Researcher: Mark Maguire
Biometric security denotes the recognizing of humans on the basis of intrinsic physical or behavioural traits. Biometric systems differ from more traditional forms of security by identifying the body alongside knowledge or possession tokens, such as passwords or documents. The common recognition characteristics are the face, fingerprint or iris. However, there are ongoing developments in vascular pattern recognition, hand geometry, DNA and even body odour. Behavioural biometrics encompasses handwriting, voice and keystroke patterns, together with growing fields such as gait recognition. Since the late 1990s there has been a revolution in biometrics for primary security access and, in some cases, as replacement technologies.
Many people regard biometrics as evidence of increasing 'Big Brother' surveillance. However, my anthropological concern is to explore the cultural worlds in which security thinking and new technologies are embedded, and I am interested in how security technologies may transform people's lives.
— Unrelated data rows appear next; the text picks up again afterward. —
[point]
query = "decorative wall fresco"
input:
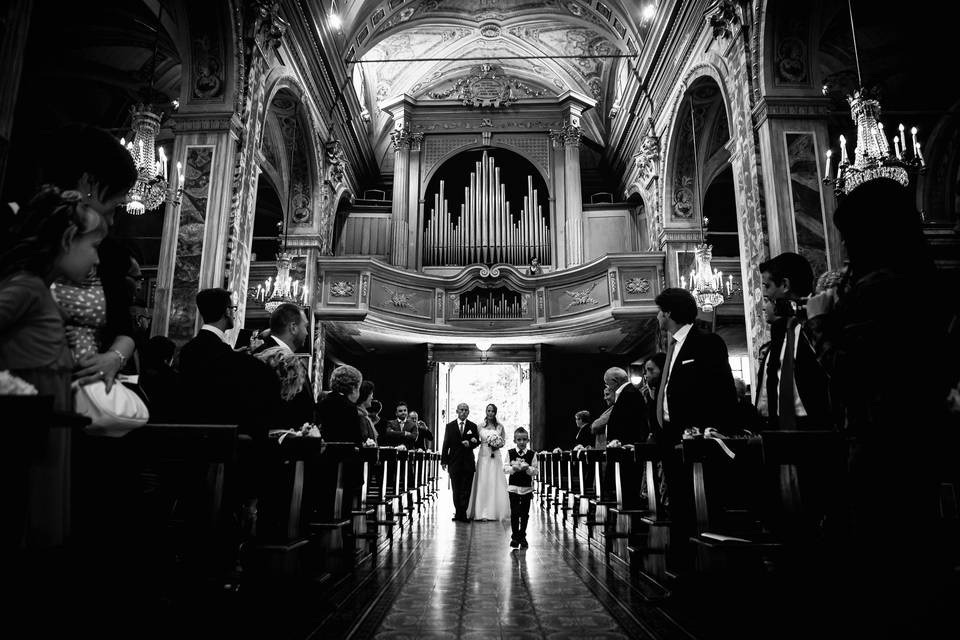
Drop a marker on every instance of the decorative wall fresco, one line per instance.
(805, 198)
(193, 215)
Biometric identification became a particular scientific and governmental issue in the nineteenth century as a consequence of colonial expansion and the rise of modern cities. Colonial officials sought to use biometrics to root out fake pensioners, faked deaths, prisoners-for-hire serving a sentence handed down to one individual, and, more generally, to control a huge, seemingly undifferentiated populations. In cities such as Paris, London and San Francisco biometrics were used to identify all sorts of mobile populations, but especially the much-feared habitual criminal-the recidivist. Recidivists were conceived of as degenerates, members of the most mobile strata of the dangerous poor, people capable of appearing, disappearing and changing appearance; they were described by Parisian prosecutor Charles Bertheau as, 'habitués and prison scum, mangy black sheep that threaten the whole heard with contagion'.
My work has slowly been developing into a multi-sited project tracking developments in Europe (especially Ireland), North America and the Middle East.
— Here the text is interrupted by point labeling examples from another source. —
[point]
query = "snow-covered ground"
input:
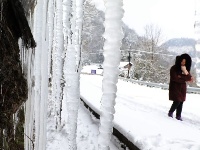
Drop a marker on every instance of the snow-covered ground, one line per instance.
(141, 115)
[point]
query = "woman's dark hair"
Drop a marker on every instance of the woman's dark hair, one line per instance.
(179, 60)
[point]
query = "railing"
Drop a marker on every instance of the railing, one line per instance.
(160, 85)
For a recent scholarly article by Mark on this topic see:
Mark Maguire. (2009). 'The Birth of Biometric Security'. Anthropology Today, vol. 25, no. 2 (April): 9-14.
Or you can listen to Mark discussion biometric security with the BBC's Laurie Taylor on Thinking Allowed:
Mark Maguire. (2009). 'The Origins of Biometric Security'. Thinking Allowed with Laurie Taylor, BBC Radio 4, 15 April [10 minutes].
http://www.bbc.co.uk/programmes/b00jn4f8
Mark Maguire is a Social-Cultural Anthropologist working on anthropological approaches to emergent technologies of mobility control. His early work is on violence, nationalism and memory in Ireland. More recently, he shifted towards the anthropological interface with Migration Studies. His doctoral research and book, Differently Irish, looked at Vietnamese programme refugees and is concerned with notions of belonging, 'integration' and trans-nationalism. This line of research continues into questions related to asylum and integration, especially in the IRCHSS-funded project 'After Asylum'.
Researchers: Prof David Prendergast, Dr Shane McLoughlin, Dr Giovanni Maccani, Prof Brian Donnellan
In Europe, older adults will comprise one third of the mobility marketplace by 2050. Developers of autonomous vehicles (AV) often point to the promise of driver assistance systems and fully autonomous vehicles (AV) for helping community dwelling older adults maintain their independence. This research project, a collaboration between SFI LERO, Maynooth University and a multi-national IT company, is exploring the current mobility lives of older adults across Europe in order to understand (1) the potential impact of AV, (2) factors related to adoption of AV, (3) user experience related design criteria and (4) Mobility As A Service (MaaS) business models. The project employs qualitative methods to explore the driving practices of a range of older adults in Ireland, UK, Germany and Italy.